S-EMPATİ  KURARAK KARŞISINDAKİ KİŞİLERİ ETKİLEMESİ

   Hz. Peygamber, bir iletişim ilkesi olarak insanlarla empati kurmuş ve onlara empati kurmasını öğretmiştir. Bizzat Allah, Elçisini "And olsun, içinizden size öyle bir peygamber geldi ki, sıkıntıya uğramanız ona ağır gelir; size düşkün, mü'minlere şefkatli, merhametlidir" şeklinde tanıtmış, kendisine, "Ben de sizin gibi bir insanım" demesini emrettiği elçisinin empatik tavrına dikkat çekmiştir. Hz. Peygamber de bir hadisinde İnananların, birbirlerini ve hissettikleri duygularını karşılıklı olarak anlamaya· çalışmalarını isteyerek: "Nefsim kudretinde olan Allah'a and olsun ki, bir kul kendisi için istediğini komşusu-veya-kardeşi için istemedikçe tam iman etmiş olamaz" buyurmuştur. Bu sözü ile o, kendisini bir başkasının yerine koymasını ve buna göre değerlendirme yapıp insanları anlamaya çalışmasını bilmeyen bir kişinin sağlam bir inanç sahibi olamayacağına dikkat çekmiştir.
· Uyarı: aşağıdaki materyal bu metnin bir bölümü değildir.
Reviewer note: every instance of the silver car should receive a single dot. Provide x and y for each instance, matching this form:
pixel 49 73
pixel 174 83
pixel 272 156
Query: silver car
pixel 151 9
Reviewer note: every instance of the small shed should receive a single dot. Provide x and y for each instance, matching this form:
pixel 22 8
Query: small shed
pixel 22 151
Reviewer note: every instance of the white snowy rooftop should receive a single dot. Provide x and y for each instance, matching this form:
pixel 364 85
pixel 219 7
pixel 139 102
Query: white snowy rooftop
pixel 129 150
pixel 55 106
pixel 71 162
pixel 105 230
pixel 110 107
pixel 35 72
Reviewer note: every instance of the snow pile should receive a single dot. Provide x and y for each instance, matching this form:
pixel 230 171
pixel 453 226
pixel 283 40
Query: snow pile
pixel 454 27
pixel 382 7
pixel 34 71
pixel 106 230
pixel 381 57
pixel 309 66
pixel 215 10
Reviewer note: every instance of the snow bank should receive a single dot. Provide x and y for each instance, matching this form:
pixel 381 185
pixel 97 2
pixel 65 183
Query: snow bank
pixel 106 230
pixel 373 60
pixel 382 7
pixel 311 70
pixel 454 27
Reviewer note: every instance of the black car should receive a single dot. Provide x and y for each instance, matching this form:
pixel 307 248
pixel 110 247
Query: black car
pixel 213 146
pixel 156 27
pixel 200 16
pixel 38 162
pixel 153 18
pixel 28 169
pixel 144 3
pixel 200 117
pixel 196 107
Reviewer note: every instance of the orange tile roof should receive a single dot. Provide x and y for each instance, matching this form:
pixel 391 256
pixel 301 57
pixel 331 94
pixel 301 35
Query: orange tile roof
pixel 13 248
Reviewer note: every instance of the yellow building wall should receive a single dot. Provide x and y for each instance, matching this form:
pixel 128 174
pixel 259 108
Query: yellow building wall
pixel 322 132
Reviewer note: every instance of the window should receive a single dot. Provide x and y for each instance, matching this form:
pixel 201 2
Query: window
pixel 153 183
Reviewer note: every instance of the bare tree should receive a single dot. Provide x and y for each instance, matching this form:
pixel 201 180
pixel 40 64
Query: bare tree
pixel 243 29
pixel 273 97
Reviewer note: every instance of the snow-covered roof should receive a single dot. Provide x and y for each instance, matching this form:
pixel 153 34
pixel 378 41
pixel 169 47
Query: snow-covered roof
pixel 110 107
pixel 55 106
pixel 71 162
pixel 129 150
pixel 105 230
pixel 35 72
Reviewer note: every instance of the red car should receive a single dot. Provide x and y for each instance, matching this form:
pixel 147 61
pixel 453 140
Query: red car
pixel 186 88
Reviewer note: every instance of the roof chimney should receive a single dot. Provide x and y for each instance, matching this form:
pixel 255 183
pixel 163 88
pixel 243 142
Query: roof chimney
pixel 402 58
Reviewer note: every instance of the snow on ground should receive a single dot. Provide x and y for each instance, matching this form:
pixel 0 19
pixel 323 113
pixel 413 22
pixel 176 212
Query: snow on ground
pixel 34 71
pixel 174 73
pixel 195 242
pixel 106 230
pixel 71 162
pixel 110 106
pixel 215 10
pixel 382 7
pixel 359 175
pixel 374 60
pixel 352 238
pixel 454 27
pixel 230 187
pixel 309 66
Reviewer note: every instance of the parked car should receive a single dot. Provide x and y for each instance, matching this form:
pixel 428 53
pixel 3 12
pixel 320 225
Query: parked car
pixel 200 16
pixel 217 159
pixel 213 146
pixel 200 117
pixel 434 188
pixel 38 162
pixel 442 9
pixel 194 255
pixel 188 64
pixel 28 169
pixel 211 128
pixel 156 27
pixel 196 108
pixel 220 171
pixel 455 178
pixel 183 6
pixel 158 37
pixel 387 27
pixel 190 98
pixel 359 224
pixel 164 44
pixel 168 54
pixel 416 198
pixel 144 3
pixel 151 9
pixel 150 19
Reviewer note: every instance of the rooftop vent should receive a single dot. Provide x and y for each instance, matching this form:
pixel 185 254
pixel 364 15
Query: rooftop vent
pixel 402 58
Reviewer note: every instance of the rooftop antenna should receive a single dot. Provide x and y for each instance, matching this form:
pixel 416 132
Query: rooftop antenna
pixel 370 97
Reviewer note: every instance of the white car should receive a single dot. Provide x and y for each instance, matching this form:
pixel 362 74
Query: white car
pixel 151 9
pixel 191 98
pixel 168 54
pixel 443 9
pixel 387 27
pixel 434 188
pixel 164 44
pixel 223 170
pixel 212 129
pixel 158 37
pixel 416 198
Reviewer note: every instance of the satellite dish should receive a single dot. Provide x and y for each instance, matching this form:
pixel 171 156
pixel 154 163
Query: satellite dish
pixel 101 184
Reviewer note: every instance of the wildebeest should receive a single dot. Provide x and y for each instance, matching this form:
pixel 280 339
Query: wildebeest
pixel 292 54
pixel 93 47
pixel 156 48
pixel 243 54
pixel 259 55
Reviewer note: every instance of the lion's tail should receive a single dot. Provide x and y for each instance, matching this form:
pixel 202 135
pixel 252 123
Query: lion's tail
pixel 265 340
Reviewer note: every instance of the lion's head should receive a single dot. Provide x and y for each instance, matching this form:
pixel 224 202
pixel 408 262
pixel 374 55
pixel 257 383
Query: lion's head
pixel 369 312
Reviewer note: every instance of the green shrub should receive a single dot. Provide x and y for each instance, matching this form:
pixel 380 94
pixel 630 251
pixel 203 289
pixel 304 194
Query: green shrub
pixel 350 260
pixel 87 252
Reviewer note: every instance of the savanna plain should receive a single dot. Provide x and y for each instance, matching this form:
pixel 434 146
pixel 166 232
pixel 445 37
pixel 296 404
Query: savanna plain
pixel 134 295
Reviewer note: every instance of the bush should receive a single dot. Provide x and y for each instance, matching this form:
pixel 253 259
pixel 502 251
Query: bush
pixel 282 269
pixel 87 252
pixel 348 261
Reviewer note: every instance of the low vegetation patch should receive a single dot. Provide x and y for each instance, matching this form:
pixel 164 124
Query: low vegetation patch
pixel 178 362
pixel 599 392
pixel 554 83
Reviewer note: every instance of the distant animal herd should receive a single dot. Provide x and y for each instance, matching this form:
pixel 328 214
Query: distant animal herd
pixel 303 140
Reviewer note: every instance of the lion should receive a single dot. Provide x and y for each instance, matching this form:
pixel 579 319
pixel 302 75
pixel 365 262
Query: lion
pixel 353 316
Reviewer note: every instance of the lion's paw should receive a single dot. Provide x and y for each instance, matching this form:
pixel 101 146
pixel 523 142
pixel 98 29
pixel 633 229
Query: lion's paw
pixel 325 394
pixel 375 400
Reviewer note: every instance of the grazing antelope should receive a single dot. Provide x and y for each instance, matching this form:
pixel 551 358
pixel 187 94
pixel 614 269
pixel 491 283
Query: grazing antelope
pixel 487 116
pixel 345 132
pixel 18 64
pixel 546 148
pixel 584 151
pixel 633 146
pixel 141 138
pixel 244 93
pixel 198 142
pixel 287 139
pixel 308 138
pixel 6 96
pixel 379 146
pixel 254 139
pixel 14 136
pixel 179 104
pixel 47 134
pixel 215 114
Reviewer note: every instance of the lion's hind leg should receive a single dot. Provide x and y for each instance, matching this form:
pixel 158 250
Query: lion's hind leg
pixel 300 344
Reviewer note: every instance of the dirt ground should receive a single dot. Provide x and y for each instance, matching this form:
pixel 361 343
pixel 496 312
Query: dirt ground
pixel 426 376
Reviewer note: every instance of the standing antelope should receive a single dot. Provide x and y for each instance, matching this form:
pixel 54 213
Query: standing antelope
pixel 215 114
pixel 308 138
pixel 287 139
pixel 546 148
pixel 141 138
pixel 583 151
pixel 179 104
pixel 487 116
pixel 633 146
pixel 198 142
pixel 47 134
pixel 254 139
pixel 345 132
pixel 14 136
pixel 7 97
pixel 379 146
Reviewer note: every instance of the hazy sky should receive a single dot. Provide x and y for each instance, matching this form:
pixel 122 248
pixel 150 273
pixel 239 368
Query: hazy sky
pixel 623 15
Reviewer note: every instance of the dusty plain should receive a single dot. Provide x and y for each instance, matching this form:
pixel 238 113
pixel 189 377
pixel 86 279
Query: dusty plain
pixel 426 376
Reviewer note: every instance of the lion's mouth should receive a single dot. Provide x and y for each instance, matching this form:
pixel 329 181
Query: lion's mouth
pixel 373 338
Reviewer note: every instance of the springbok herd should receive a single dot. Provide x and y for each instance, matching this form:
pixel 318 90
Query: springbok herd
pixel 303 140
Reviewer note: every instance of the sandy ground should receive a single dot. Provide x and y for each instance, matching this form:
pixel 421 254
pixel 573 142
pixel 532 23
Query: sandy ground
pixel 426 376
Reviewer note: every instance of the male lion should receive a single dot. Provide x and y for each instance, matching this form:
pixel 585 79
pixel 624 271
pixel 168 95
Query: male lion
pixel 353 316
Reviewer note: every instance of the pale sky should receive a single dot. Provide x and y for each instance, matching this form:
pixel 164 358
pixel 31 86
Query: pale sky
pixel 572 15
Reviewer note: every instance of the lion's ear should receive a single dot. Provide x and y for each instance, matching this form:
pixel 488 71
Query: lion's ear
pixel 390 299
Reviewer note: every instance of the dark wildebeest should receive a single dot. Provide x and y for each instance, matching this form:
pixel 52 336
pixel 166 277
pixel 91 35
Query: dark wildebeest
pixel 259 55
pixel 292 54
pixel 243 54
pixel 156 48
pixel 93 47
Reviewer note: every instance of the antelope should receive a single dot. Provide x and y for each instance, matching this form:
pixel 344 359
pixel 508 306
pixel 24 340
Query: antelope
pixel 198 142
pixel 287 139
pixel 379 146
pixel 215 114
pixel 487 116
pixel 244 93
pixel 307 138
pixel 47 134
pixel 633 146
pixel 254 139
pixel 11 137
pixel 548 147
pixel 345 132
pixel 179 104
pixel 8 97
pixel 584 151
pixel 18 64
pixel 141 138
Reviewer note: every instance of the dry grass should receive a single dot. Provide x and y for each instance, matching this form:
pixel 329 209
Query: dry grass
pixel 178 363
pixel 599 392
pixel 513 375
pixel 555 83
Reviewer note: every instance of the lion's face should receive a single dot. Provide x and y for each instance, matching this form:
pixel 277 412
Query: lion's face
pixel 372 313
   İletişimde empatik bir tavır sergileyen ve bunu arkadaşlarına da tavsiye eden Hz. Peygamberin huzuruna bir gün bir genç gelmiş ve: "Ya Resulallah, zina etmeme izin ver!" demişti. Hoş olmayan bir istekle karşılaşan insanlar "sus, sus ... " diye gence karşı tavır alırken, Hz. Peygamber gayet sakindi. Genci " Bana yaklaş" diyerek yanına aldı ve onunla · konuşmaya başladı:

"Bir başkasının senin annenle zina etmesini ister misin?

"Hayır, istemem."

"Zaten hiç kimse annesiyle böyle bir şey yapılmasını istemez."
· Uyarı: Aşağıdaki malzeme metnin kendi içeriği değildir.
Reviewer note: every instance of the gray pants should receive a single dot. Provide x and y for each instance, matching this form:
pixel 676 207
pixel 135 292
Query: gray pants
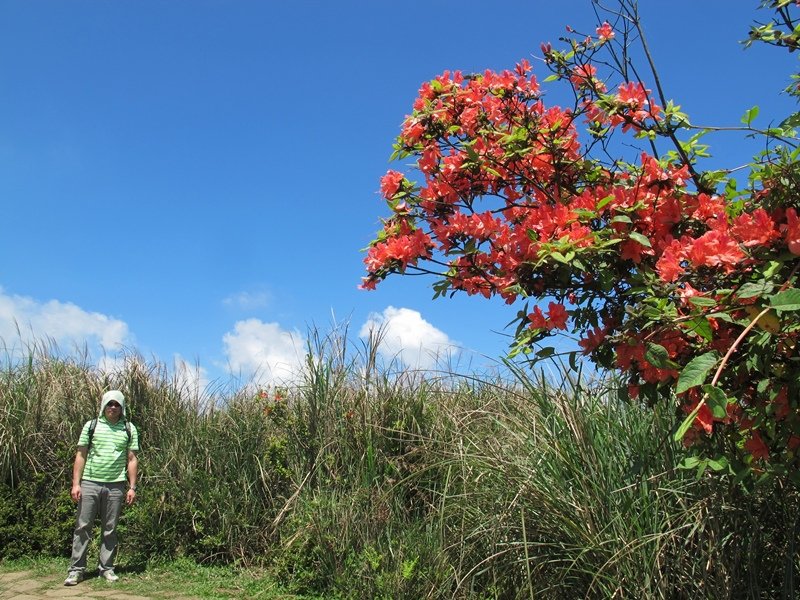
pixel 97 499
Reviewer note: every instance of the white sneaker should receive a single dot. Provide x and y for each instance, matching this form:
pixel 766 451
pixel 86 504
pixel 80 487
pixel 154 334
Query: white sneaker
pixel 109 575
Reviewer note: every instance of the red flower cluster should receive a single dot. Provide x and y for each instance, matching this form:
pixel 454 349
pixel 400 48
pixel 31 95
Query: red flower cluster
pixel 645 268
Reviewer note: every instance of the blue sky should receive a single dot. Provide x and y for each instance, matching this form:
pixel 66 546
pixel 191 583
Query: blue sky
pixel 195 180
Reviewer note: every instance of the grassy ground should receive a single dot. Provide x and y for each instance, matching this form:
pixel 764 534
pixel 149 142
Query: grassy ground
pixel 177 579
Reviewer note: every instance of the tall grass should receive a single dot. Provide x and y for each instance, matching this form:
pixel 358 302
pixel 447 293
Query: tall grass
pixel 365 480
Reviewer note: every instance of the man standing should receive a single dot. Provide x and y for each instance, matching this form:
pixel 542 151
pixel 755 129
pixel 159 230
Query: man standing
pixel 105 465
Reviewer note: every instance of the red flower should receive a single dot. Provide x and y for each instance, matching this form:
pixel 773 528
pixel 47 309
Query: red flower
pixel 792 231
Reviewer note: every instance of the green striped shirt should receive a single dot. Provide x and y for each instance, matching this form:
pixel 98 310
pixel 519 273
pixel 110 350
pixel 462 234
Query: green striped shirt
pixel 107 461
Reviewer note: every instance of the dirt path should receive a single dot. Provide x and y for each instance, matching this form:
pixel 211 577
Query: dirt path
pixel 25 585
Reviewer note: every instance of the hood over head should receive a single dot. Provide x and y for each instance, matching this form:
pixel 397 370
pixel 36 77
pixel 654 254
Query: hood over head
pixel 115 396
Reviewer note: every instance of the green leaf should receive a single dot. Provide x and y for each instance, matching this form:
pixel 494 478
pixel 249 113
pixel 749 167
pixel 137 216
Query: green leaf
pixel 701 301
pixel 638 237
pixel 786 301
pixel 701 327
pixel 716 400
pixel 750 115
pixel 696 371
pixel 751 290
pixel 656 355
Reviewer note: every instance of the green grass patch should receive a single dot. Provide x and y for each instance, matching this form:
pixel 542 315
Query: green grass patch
pixel 181 578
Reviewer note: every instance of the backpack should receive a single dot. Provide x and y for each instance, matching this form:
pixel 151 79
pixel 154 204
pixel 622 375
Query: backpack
pixel 93 426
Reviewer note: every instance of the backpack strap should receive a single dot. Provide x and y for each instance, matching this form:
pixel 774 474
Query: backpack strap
pixel 92 427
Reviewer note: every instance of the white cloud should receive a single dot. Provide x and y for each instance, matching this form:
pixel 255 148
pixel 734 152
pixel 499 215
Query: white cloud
pixel 247 300
pixel 264 351
pixel 409 337
pixel 189 377
pixel 24 319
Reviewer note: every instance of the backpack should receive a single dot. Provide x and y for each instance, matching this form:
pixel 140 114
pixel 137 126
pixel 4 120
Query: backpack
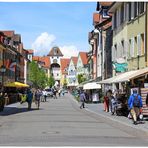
pixel 136 101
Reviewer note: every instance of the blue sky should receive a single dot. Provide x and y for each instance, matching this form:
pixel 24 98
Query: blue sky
pixel 43 25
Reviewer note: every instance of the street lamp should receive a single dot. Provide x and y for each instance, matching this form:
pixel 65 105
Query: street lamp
pixel 2 70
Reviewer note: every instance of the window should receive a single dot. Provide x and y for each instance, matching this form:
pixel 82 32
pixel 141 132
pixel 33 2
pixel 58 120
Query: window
pixel 132 47
pixel 129 10
pixel 141 7
pixel 115 51
pixel 1 55
pixel 122 13
pixel 115 19
pixel 135 9
pixel 123 50
pixel 142 44
pixel 135 45
pixel 139 44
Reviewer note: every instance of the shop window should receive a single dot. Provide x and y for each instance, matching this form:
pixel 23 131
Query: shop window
pixel 135 45
pixel 115 19
pixel 142 44
pixel 122 13
pixel 129 10
pixel 141 7
pixel 135 9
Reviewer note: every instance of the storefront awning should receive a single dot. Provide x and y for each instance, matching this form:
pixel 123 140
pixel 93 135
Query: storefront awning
pixel 124 77
pixel 16 84
pixel 92 85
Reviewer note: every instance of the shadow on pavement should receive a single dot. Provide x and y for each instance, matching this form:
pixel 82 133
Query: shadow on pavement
pixel 14 110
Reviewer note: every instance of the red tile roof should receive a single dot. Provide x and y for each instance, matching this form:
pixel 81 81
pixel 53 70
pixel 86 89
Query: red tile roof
pixel 64 64
pixel 30 51
pixel 105 3
pixel 96 18
pixel 8 33
pixel 36 58
pixel 74 59
pixel 55 51
pixel 84 57
pixel 44 59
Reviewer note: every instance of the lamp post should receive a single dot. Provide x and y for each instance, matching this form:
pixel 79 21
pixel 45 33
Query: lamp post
pixel 2 70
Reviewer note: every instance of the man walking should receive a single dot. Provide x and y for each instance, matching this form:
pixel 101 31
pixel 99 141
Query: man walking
pixel 82 99
pixel 135 104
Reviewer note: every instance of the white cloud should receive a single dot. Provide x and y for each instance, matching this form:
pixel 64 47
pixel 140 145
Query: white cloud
pixel 42 44
pixel 69 51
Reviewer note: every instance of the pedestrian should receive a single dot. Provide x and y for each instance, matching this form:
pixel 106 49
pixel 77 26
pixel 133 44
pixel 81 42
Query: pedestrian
pixel 29 99
pixel 146 101
pixel 135 105
pixel 54 93
pixel 44 95
pixel 106 103
pixel 23 97
pixel 6 98
pixel 37 98
pixel 82 99
pixel 59 92
pixel 110 96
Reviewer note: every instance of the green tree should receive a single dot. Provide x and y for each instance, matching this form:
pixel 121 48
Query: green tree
pixel 37 75
pixel 50 81
pixel 81 78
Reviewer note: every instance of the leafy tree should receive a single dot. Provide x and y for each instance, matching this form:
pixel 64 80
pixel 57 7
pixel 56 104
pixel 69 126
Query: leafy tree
pixel 65 82
pixel 81 78
pixel 37 76
pixel 50 81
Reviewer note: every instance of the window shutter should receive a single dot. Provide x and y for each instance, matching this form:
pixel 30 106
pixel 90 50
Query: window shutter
pixel 132 47
pixel 132 10
pixel 127 12
pixel 138 44
pixel 113 53
pixel 113 22
pixel 126 49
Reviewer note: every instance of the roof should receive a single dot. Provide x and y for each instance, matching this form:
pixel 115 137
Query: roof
pixel 8 33
pixel 17 38
pixel 84 57
pixel 55 51
pixel 36 58
pixel 64 64
pixel 91 85
pixel 74 59
pixel 105 3
pixel 46 61
pixel 96 18
pixel 30 51
pixel 126 76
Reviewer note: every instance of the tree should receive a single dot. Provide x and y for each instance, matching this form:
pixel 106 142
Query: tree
pixel 37 75
pixel 51 81
pixel 81 78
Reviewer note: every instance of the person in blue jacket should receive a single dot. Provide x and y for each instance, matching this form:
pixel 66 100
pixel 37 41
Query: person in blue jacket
pixel 135 104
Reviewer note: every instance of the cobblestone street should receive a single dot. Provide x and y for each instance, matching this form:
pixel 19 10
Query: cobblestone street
pixel 60 122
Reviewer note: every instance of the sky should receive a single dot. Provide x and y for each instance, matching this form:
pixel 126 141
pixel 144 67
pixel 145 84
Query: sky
pixel 43 25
"Bir başkasının senin kızınla zina etmesini ister misin?"

"Hayır ya Resulallah, istemem."

"Zaten hiç kimse kızlarıyla zina edilmesini istemez."
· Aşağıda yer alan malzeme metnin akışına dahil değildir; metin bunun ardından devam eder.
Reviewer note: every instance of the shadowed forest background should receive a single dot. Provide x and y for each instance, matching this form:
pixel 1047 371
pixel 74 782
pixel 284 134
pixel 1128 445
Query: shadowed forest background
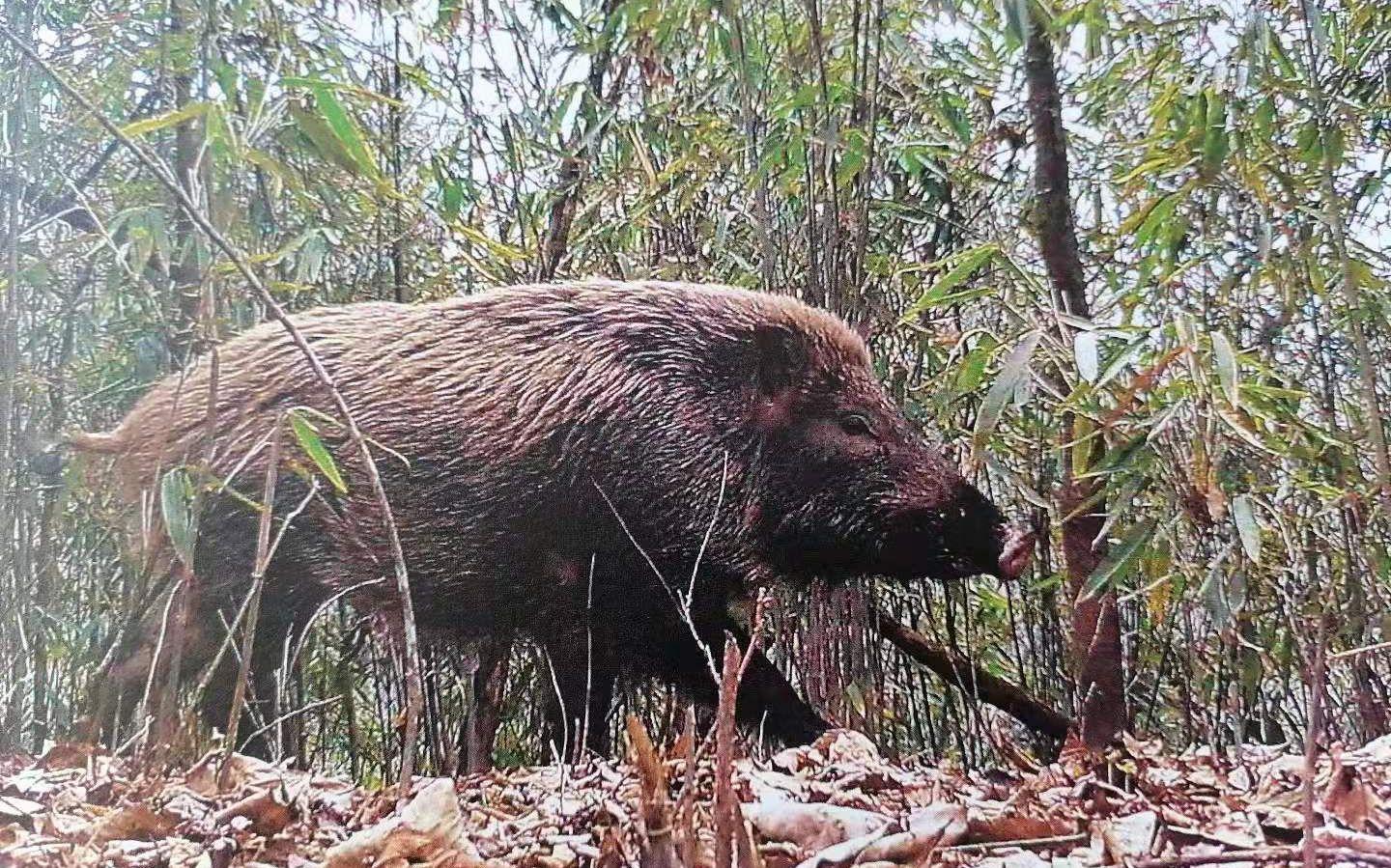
pixel 1187 404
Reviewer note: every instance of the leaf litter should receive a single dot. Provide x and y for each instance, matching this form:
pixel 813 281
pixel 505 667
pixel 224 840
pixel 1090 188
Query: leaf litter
pixel 831 804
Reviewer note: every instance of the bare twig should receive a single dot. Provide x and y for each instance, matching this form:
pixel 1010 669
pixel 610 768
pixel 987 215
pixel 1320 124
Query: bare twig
pixel 263 552
pixel 724 817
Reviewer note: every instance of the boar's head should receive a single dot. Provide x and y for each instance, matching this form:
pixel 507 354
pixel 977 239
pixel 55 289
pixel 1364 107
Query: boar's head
pixel 849 487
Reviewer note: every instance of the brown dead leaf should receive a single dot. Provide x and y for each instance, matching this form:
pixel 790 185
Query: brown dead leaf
pixel 133 823
pixel 269 811
pixel 1128 838
pixel 811 826
pixel 1348 798
pixel 1002 824
pixel 429 829
pixel 67 754
pixel 931 827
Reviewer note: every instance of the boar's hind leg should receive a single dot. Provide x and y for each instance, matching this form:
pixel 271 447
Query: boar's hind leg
pixel 579 697
pixel 765 698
Daha sonra Hz. Peygamber, kız kardeşi, halası ve teyzesi gibi yakınlarıyla zina edilmesine gönlünün razı olup olmayacağını sormuş; genç her defasında "Hayır" cevabını vermişti.

   Öyle anlaşılıyor ki, her insan için söz konusu olabilecek doğal bir duygunun baskısı altında kalan bu genç, adeta "ben artık bu duygularımın şiddetine tahammül edemiyorum" der gibi, problemi için Hz. Peygambere gelmiş; ondan bir çözüm istemiştir. Gencin bu yaklaşımı, oradaki insanlarca hoş karşılanmamasına rağmen, Hz. Peygamber onu dizinin dibine almış, sorduğu sorularla "kendisini başkasın yerine koymasını, kendisi için istemediği bir şeyi başkası için istemesinin doğru olmayacağını; aksine kendisi için arzu ettiği şeyi başkaları için de arzu etmesi gerektiğini" samimi duygularla gence anlatmıştır.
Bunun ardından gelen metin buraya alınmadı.